If I were trying to convolve two images of the exact same dimensions, x and y. It would all be very straightforward:

 X = FFT(x)

 Y = FFT(y)

 Z = X * Y (term by term multiplication)

 Convolution of x and y = IFFT(Z)

But if X and Y are different lengths, how do I do the multiplication?

One possibility is to pad out y to have the same dimensions as x. But this seems horribly inefficient. Another possibility is to pad out Y to have the same dimensions as X. But I don't know what this means in frequency space.

Here's another way of asking this question: If I want to convolve two images of very different dimensions using FFTs so I can do multiplication of their spectra (frequency domain representation), how do I do that multiplication?

Thanks,

~Michael.

+3  A: 

Padding the smaller array (the convolution kernel, y in your case) with zeroes to match the input image size (your matrix x) is the standard approach. That would be horribly inefficient if you were doing the convolution in the spatial domain, but if you're multiplying the FFTs, it's necessary, and the cost of computing the FFT of the padded array isn't too bad.

Jim Lewis
+1 (awhile ago)... it might also be worth mentioning that padding the image can also be useful. Since the FFT assumes a periodic image, the convolution can mix the edges together.
tom10
+3  A: 

You are correct in thinking the two frequency spacings need to be the same. Take a 1D example (I'm using Matlab syntax):

N = 4096;
M = 64;

x = randn(N, 1);
y = hann(M, 'symmetric');

zLinear = conv(x,y);
zCircular = ifft( fft(x) .* fft(y,N) );

disp(max(abs(zLinear(65:4096) - zCircular(65:4096))));

The difference between the two techniques is ~2e-14, so roundoff error. Note that you have to skip the first 64 samples due to the difference between linear and circular convolution.
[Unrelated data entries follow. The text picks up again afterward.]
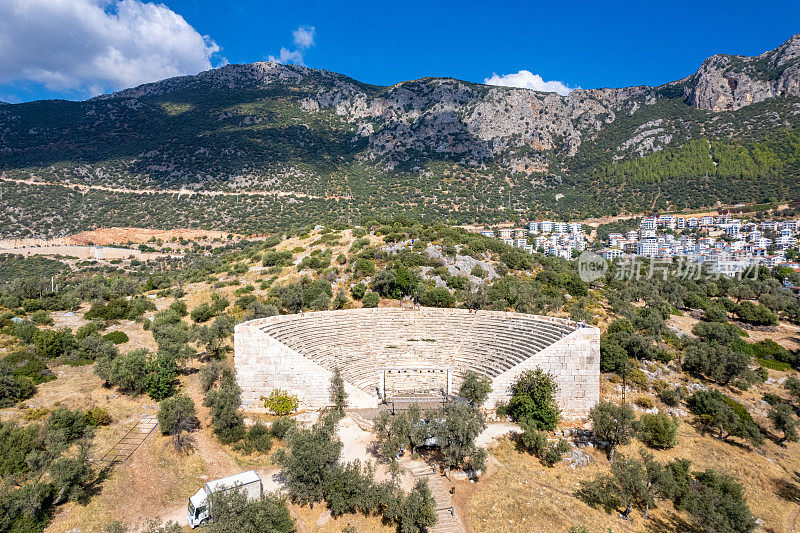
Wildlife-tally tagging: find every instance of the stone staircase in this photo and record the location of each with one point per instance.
(447, 521)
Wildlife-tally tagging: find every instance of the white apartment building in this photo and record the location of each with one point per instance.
(648, 223)
(647, 247)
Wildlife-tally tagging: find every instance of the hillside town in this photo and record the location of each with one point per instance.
(726, 244)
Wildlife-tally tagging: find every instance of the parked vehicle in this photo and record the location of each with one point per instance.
(199, 509)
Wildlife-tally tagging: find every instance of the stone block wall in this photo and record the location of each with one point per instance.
(263, 364)
(574, 362)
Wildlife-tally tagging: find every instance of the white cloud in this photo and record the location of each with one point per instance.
(303, 40)
(304, 37)
(525, 79)
(90, 46)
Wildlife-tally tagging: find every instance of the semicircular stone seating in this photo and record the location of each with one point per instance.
(363, 342)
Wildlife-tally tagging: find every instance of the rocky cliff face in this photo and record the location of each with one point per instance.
(473, 124)
(725, 83)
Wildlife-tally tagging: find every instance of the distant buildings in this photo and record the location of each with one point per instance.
(728, 245)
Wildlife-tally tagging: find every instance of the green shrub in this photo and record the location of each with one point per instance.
(437, 297)
(371, 299)
(258, 439)
(730, 418)
(41, 318)
(281, 402)
(774, 365)
(658, 430)
(176, 415)
(282, 427)
(533, 400)
(85, 331)
(97, 416)
(671, 397)
(645, 402)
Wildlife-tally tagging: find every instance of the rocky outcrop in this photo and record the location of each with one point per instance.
(725, 83)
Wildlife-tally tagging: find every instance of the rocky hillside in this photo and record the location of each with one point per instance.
(328, 146)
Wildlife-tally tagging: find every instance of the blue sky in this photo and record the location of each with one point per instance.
(77, 48)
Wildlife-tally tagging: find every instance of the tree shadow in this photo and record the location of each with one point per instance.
(96, 485)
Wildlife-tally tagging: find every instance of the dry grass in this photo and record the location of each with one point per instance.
(319, 520)
(522, 495)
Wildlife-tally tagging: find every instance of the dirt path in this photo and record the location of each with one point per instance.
(179, 192)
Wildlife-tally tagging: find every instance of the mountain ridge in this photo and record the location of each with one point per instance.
(436, 147)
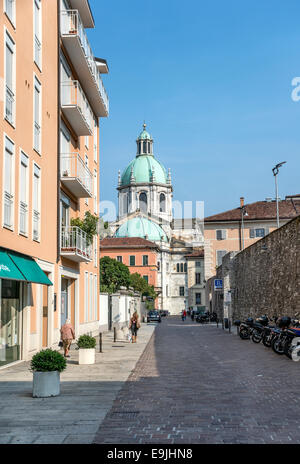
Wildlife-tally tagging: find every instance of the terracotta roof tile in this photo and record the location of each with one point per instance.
(126, 242)
(288, 209)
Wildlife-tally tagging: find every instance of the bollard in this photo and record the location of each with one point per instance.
(100, 343)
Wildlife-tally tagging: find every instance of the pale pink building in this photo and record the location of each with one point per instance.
(53, 99)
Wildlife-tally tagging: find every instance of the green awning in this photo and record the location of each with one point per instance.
(8, 269)
(29, 268)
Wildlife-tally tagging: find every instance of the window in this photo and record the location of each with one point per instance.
(95, 298)
(9, 79)
(91, 294)
(95, 191)
(23, 205)
(143, 202)
(36, 202)
(95, 251)
(8, 183)
(86, 162)
(10, 10)
(198, 298)
(86, 296)
(220, 254)
(162, 203)
(95, 141)
(221, 234)
(37, 115)
(258, 233)
(37, 33)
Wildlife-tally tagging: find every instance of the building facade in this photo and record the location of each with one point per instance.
(145, 195)
(53, 97)
(239, 228)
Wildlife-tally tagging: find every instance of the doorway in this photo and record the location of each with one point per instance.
(64, 301)
(45, 299)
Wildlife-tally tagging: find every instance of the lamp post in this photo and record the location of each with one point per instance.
(275, 172)
(243, 213)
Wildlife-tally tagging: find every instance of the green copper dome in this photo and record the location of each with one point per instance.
(144, 168)
(143, 228)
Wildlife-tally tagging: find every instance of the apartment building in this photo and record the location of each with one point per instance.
(53, 99)
(240, 227)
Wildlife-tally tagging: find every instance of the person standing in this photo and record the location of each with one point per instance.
(134, 326)
(67, 335)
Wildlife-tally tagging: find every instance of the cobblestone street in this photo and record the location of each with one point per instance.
(199, 384)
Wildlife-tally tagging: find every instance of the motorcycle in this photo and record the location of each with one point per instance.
(281, 337)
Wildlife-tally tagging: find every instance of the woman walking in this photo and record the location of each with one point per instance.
(67, 335)
(134, 326)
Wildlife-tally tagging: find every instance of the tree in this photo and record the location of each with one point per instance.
(113, 275)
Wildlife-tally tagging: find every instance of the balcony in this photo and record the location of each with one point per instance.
(76, 108)
(79, 50)
(75, 175)
(75, 245)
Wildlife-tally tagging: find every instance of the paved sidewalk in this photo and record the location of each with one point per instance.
(200, 384)
(87, 394)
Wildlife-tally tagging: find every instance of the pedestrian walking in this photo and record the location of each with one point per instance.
(134, 326)
(67, 335)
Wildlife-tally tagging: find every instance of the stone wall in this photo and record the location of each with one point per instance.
(265, 277)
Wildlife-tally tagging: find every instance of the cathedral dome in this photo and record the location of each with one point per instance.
(144, 168)
(143, 228)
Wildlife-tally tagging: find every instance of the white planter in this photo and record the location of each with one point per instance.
(46, 384)
(86, 356)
In the calculation of zCircular, note fft(y,N), which is Matlab syntax for padding out the y signal with zeros up to N before calculating the fft. This might be considered inefficient in memory usage, but compare the speed:

linear convolution: 4096 multiply/adds of 64 each = 262144 multiply/adds

circular convolution: 2 FFTs of 4096 + 1 complex multiply of 2 * 4096 elements + 1 inverse FFT
= 3 * 4096 * log2(4096) + 4096 * 6 = 172032 (assuming 6 operations for the complex multiply)

Basically, the NlogN speed of the FFT, even when you need three of them, beats the N * M convolution operation unless M is very short.

EDIT Add speed estimate for 2D case

It's worth adding that for 2D data the speed advantage is magnified. A 2D FFT takes N * N * log2(N * N) operations, so the 3 FFTs + complex N^2 array multiply for N = 4096 is 1.3e10 operations. But the direct convolution is N^2 * M^2 = 6.9e10 operations, some 50 times slower.